A Plan of Care Committee typically includes:
- The child's social worker
- A community Elder or cultural representative
- Community volunteers appointed by the local governance structure
- Cultural liaisons, particularly for Indigenous children
- In some cases, biological family members, where this is appropriate and constructive
The committee meets periodically to review the child's care plan, assess whether the current placement is meeting the child's needs, and ensure that the plan reflects community standards and cultural values. The committee does not make binding legal decisions — final authority remains with the Director of Child and Family Services — but its recommendations carry significant weight in case planning.

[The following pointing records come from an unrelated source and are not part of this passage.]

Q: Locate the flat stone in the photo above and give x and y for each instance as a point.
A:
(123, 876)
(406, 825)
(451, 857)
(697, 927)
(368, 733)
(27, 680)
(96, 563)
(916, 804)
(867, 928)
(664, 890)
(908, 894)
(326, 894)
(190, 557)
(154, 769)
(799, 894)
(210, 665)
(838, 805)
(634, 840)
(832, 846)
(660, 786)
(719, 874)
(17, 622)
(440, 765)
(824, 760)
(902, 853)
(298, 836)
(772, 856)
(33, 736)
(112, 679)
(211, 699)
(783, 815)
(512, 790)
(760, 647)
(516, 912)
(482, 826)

For foster parents, Plan of Care Committees represent an opportunity and an obligation. You will be asked to provide input on the child's daily functioning, their developmental progress, and any concerns you have about their care plan. Taking this seriously — preparing specific observations, being honest about what is working and what isn't — makes the committee useful.
The committee's community composition also means that case planning is partially in the hands of people who know the child's community context in ways that a Yellowknife-based government worker may not. This is by design: it is one of the mechanisms through which the NWT child welfare system attempts to operationalize Indigenous values in decision-making.
Mandatory Reporting
Every person in the NWT — not just foster parents — has a legal duty to report suspected child abuse or neglect under the Child and Family Services Act. For foster parents, this duty applies to concerns you develop about the children in your care as well as to concerns about other children you may encounter.
Reports are made to the territorial child protection line and, where relevant, to the RCMP. Failure to report is an offence under the Act. If you become aware of concerns and choose not to report, you bear legal responsibility for that inaction.
The Northwest Territories Foster Care Guide covers the full structure of the NWT child welfare system — including which regional authority serves your community, how to navigate the worker hierarchy when you need escalation, and what the Plan of Care Committee process looks like in practice — alongside the practical steps of becoming a licensed foster parent.
What This Means for You as a Foster Parent
Understanding the system structure is not just administrative knowledge. It determines who you call when a placement is going badly at 11pm on a Friday, who signs off on decisions about the child in your care, and who has the authority to resolve a dispute between you and your social worker.
The NWT system is under strain. With a 24.7% vacancy rate among child and family services workers, the theoretical structure of dedicated support, regular reviews, and community-based planning committees is unevenly implemented across the territory. Some foster parents receive excellent worker support. Others feel effectively on their own.
Knowing the structure means you can identify the gaps when you encounter them and know which door to knock on when the one in front of you is closed.